Marc Zell, co-chairman of Republicans Overseas Israel speaks as the Republican Party launches its first ever election campaign in Israel in Modiin, Aug. 15, 2016. Credit: Ariel Schalit, AP Photo

The head of the Republican Party in Israel vowed on Monday that U.S. President Donald Trump would relocate the U.S. Embassy from Tel Aviv to Jerusalem, as he promised during the election campaign, insisting that the latest delay in the move was merely tactical.

Speaking at a conference in Jerusalem, Marc Zell, the chairman of Republican Overseas Israel, said: “The president will keep his promise to move the embassy to Jerusalem, and it will happen sooner than later.”

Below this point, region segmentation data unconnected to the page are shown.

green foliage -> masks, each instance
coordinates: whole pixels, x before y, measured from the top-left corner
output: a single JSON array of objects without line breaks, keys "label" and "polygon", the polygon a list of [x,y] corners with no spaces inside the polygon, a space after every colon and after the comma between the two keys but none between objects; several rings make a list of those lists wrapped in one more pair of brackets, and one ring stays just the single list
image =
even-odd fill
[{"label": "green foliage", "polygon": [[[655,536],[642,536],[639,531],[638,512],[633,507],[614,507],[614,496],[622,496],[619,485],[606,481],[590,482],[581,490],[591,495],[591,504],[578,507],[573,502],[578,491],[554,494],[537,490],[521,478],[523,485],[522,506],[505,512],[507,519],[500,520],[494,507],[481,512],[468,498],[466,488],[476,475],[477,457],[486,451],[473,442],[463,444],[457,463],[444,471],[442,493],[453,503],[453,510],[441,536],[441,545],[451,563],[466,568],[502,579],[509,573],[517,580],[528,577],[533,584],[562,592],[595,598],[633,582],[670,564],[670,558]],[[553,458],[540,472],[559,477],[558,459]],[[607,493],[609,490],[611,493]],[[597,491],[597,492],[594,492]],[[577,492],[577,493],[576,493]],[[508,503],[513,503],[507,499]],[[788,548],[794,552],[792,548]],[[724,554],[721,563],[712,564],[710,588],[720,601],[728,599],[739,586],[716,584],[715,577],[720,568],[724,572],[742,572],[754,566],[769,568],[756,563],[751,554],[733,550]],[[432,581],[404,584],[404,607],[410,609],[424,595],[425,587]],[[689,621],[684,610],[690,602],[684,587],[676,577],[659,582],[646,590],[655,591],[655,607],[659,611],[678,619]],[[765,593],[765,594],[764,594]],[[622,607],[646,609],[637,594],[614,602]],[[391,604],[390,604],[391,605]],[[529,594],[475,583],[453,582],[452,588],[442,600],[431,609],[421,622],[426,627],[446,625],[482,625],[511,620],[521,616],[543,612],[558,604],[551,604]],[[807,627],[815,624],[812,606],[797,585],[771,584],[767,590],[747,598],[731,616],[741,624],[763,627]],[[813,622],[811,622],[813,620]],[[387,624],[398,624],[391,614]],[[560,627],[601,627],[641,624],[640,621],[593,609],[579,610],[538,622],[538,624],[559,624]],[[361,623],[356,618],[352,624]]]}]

On Friday, Trump signed a waiver delaying the relocation of the embassy to Jerusalem for another six months. Since 1995, all U.S. presidents have signed this waiver. 

Zell disclosed that the president did not finalize his decision until after he returned from his trip to Israel. “I can tell you from inside information that the president of the United States wrestled with the question of the move of the embassy to Jerusalem up until the very last minute of the June 1 deadline,” he told a gathering of right-wing Jewish and Christian supporters of the settlement movement. The conference, which marked the 50th anniversary of the Six-Day War, was sponsored by Breaking Israel News, an online publication that targets the international Christian evangelical community.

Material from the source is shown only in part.